One way around the button on the sleeve problem is
step 1) take the button off, and stitch the button ON TOP of the buttonhole.
2) stitch a 1/2" of 1/4" elastic to one end where the button was originally stitched, the other to the back of the button hole (inside of the cuff).
Your hand is able to slide through the cuff now, but it appears closed, to the eye.
You can make your dress shirt a pull-on by keeping the bottom 4 buttons done up and using velcro on the top 3 buttons, again stitching the button on top of the buttonhole, and cheating the velcro underneath. Regarding the collar of the shirt....this is the challenge. A slightly larger button, with a shank of elastic stitched to it, attached it to the shirt,where the button originally was, should make it more accessible. It can still hide neatly behind a tie.
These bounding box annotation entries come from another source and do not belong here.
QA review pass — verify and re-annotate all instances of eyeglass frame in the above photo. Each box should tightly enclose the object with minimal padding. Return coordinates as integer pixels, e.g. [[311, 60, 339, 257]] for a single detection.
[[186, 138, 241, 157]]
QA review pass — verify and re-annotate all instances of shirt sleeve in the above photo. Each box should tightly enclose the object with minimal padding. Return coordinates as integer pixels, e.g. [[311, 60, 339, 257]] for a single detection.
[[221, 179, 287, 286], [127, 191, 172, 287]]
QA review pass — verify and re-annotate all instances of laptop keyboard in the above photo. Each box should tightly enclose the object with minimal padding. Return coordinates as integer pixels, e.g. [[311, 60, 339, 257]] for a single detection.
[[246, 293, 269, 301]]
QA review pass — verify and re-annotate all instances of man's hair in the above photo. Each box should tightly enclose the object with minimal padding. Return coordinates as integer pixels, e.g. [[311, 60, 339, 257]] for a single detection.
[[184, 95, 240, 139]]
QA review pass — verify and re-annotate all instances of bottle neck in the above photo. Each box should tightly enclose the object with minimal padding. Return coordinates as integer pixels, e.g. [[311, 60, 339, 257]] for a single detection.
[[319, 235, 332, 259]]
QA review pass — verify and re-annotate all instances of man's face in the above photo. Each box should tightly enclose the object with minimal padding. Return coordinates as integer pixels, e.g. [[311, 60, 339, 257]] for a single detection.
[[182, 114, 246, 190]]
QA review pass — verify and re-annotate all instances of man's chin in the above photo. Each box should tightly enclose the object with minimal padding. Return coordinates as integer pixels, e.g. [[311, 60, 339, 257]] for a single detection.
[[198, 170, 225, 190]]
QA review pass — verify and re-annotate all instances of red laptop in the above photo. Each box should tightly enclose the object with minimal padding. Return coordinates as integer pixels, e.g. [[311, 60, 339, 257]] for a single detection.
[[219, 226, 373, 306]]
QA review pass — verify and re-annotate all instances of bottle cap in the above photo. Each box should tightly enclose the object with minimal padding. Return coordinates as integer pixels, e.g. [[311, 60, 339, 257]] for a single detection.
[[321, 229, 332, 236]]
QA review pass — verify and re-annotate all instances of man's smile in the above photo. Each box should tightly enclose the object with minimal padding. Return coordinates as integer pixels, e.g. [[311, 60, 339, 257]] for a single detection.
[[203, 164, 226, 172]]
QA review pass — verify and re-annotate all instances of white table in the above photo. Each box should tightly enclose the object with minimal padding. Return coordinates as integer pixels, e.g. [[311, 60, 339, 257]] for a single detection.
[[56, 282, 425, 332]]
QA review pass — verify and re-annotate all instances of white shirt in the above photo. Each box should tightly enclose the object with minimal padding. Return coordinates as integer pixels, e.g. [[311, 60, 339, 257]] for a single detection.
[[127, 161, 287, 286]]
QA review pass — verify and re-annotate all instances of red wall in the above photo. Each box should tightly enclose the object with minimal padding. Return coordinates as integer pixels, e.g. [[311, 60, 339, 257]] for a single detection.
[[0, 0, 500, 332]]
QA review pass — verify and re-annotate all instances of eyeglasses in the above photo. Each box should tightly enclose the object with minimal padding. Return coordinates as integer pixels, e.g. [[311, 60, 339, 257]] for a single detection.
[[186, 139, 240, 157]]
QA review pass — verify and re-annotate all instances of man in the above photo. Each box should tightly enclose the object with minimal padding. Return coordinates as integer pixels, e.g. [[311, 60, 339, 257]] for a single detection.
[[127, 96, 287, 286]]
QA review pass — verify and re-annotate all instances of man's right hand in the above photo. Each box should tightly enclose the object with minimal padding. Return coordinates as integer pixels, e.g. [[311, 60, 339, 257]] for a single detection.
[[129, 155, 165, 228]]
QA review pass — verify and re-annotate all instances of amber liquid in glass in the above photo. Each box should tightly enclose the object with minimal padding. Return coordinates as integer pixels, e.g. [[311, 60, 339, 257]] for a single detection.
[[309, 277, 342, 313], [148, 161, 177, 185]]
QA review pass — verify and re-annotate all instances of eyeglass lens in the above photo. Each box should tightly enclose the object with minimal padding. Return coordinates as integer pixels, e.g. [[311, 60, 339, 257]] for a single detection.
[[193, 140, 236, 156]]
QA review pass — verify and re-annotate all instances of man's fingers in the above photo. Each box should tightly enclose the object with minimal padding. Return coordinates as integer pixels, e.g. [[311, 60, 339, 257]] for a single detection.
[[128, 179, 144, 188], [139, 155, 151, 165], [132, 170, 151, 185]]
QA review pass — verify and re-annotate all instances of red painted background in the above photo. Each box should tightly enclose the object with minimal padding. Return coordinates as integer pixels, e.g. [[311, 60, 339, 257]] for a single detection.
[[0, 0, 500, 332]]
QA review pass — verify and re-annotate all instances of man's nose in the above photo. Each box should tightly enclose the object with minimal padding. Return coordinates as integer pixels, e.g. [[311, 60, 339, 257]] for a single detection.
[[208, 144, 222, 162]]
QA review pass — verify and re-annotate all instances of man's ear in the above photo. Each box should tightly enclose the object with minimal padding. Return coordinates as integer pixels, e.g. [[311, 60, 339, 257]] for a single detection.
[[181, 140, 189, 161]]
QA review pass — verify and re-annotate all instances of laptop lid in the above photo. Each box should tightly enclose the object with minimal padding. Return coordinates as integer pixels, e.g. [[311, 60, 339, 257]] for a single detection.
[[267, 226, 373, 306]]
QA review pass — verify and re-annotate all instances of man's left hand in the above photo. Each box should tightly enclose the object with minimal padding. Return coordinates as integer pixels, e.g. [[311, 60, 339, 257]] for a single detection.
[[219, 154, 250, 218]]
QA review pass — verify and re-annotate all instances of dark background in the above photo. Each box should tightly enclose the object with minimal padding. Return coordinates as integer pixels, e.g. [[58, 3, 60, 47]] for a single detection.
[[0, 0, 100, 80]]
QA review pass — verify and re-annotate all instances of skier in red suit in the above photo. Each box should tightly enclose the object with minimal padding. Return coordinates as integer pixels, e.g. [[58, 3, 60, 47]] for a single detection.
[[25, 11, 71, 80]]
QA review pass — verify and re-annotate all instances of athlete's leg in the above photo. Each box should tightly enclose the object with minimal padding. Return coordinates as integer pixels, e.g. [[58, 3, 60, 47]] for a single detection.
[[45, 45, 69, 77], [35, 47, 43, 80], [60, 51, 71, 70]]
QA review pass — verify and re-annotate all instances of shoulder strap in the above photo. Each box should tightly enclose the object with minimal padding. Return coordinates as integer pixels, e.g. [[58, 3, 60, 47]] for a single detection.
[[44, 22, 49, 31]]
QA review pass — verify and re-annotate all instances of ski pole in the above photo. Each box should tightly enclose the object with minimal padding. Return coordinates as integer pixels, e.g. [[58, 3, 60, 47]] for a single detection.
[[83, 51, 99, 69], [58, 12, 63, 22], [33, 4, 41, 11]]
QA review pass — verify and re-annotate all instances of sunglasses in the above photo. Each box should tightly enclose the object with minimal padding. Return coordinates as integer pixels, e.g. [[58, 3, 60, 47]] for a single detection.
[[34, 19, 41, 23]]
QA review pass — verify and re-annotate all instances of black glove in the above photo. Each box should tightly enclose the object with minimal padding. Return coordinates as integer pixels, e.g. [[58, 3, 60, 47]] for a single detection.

We use this trick for quick changes in the theatre.
Re dress pants: Most pants for Parkinsons seem to like elastic waistbands and drawstrings. My thought is, that you could get a tailor to cut the front of your suit pants as you would traditionally, but explain that you need the back of the pant cut with an elasticized waist. This will give you enough room to get them down fast. The other thing you might ask him to employ is a " pant hook" rather than button on the waistband. This is about 1" long and flat. Ask him to give you a discreet tab at the waistband front to help you pull the hook open. Consider 3 velcro 1" squares instead of a zipper in the fly.